Bu anlamda “gerçek İslam nedir?” sorusu dinsel olmayan bir sorudur ve bu soruyu hakkıyla yanıtlamak, Arap yarımadasında İslamiyet’in ortaya çıkması öncesinde ve sonrasında o coğrafi bölgede olup bitenleri araştırmakla, aydınlatmakla yakından bağlantılıdır. Fakat İslamiyet’in ortaya çıktığı yıllarda veya öncesinde Arap yarımadasında henüz yazılı gelenek oluşmadığı için bizzat o dönemlerde yazılmış ve o dönemlerin tarihsel ve toplumsal durumunu yansıtan eserler bulmak imkânsızdır. Daha önce de belirtmiş olduğum gibi yazılı eserlerin ortaya çıkması, Hz. Peygamber’in vefatından yaklaşık üç asır sonraki zamanlara tekabül etmektedir. Kuşkusuz antik Yunan’da olduğu gibi, şayet yazılı gelenek İslamiyet’in ortaya çıktığı zaman dilimine kıyasla sekiz asır daha geriye gidiyor olsaydı, bugün Kur’an dışında İslam’a dair ne varsa çok daha derinlemesine aydınlatma şansına sahip olabilirdik.”

Dr.
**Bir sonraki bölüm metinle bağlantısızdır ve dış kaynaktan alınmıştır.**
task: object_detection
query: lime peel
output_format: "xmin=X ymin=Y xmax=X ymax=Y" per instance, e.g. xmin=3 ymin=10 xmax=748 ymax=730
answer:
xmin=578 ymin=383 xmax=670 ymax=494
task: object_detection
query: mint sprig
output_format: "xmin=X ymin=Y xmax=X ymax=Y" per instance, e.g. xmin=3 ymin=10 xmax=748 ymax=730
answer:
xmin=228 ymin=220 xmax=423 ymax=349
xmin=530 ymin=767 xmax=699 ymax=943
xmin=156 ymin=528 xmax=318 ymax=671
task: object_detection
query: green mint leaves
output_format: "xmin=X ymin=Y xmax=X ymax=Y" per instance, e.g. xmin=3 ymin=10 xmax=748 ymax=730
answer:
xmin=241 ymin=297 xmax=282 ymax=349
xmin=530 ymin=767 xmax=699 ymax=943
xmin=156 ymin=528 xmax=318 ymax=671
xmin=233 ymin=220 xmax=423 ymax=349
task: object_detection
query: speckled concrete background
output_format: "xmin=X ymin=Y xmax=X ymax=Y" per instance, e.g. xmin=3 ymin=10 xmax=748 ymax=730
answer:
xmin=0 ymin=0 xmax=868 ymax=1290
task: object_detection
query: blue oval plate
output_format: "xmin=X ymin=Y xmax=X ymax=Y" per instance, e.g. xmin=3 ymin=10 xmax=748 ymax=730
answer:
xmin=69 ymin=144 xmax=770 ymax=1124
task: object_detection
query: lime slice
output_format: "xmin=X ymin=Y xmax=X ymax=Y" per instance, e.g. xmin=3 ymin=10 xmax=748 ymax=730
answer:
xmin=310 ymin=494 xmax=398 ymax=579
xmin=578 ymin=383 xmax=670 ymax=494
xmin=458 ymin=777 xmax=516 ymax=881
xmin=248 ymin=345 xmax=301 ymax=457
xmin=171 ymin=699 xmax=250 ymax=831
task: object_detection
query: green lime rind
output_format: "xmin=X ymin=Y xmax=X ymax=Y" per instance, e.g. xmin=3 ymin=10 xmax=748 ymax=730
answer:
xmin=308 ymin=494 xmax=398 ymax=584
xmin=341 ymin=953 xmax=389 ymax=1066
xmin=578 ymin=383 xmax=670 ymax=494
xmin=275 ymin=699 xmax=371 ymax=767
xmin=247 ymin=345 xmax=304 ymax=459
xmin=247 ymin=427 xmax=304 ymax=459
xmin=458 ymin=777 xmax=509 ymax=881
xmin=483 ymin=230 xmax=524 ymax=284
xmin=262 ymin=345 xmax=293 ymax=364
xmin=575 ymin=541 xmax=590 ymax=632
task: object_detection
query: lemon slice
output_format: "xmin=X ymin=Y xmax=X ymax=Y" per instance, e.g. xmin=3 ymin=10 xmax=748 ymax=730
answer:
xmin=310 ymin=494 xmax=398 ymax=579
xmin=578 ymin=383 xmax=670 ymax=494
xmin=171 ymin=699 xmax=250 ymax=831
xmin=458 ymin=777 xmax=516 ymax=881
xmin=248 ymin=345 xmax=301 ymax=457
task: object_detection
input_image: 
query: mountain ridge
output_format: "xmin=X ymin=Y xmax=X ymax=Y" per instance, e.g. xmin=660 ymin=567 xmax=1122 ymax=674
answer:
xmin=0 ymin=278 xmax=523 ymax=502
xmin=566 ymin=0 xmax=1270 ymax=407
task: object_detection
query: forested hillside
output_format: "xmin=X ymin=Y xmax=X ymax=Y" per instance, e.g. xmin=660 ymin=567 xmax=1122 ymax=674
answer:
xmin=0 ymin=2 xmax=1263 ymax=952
Süleyman Aydın, konuşmasını şöyle bağladı:“O halde ‘gerçek din’, bize miras olarak bırakılan her inanç unsurunu, tarihsel kamburuyla birlikte olduğu gibi kabul etmek değil, o mirası aklın, bilimin, teknolojinin, vicdanın ışığında, Türk zekâsı ve bilinciyle (Arap aklını ithal ederek değil), yeniden yorumlamak, değerlendirmek ve yaşanılır kılmakla ilgilidir.”

Soru-cevap bölümünün ardından program tamamlandı.